The standard for deciding a motion to dismiss pursuant to CPLR 3211 is well established:

[T]he pleading is to be afforded a liberal construction (see, CPLR 3026). We accept the facts as alleged in the complaint as true, accord plaintiffs the benefit of every possible favorable inference, and determine only whether the facts as alleged fit within any cognizable legal theory (Morone v Morone, 50 NY2d 481, 484; Rovello v Orofino Realty Co., 40 NY2d 633, 634). Under CPLR 3211(a)(1), a dismissal is warranted only if the documentary evidence submitted conclusively establishes a defense to the asserted claims as a matter of law (see, e.g., Heaney v Purdy, 29 NY2d 157).

(Leon v Martinez, 84 NY2d 83, 87-88 [1994]; see Berger v Temple Beth-El of Great Neck, supra). As pertinent to this motion, the claim alleges that “[d]efendant, its agents, servants and/or employees were careless, reckless, negligent and grossly negligent in the ownership, operation, maintenance, control, supervision, management and inspection of the premises and sidewalk/walkway.” The lease agreement submitted by defendant in support of the motion conclusively establishes both that defendant did not own the property and that the owner had a contractual obligation to clear snow and ice from the premises. Nevertheless, such facts do not warrant dismissal of the claim because neither tenancy nor the contract clause operate to eliminate defendant’s liability as a matter of law.

“A tenant may be held liable for a dangerous or defective condition on the premises it occupies, even where the landlord has explicitly agreed in the lease to maintain the premises and keep it in good repair. . . Consequently, the fact that the landlord was contractually responsible for snow and ice removal does not relieve the defendant[] from liability for the alleged dangerous condition on the premises” (Cohen v Central Parking Systems, Inc., 303 AD2d 353, 354 [2d Dept 2003] [citations omitted]; see Chadis v Grand Union Co., 158 AD2d 443, 444 [2d Dept 1990]). Further, the terms of the lease do not demonstrate that the location where claimant fell was outside of defendant’s control (compare Masterson v Knox, 233 AD2d 549 [3d Dept 1996]; Chadis v Grand Union Co., supra), because the subject of the lease is described as “31,000 Square Feet of space at 45 Mall Drive, in Commack, New York,” and defendant is granted tenancy in “the premises with the appurtenances.” Thus, the documentary evidence submitted does not conclusively establish a defense as a matter of law, and defendant’s motion must be denied.

Motion No.
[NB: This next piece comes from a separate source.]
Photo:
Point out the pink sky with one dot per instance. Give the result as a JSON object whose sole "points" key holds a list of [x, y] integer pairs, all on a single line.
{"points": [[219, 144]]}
M-73227 is DENIED.

July 13, 2007
Albany, New York

Judge of the Court of Claims

Papers considered

(1) Notice of Motion, dated April 16, 2007;

(2) Affirmation of John Belford, IV, dated April 16, 2007, with exhibits A-C;

(3) Affirmation in Opposition of Carmine J. Goncalves, Esq., dated April 25, 2007,

with exhibits 1-2.

[1]. As indicated above, the notice of motion states that it seeks dismissal pursuant to CPLR 3211(2), which presumably refers to CPLR 3211(a)(2). Because the instant motion makes absolutely no argument in support of dismissal on jurisdictional grounds, that part of defendant’s motion is denied.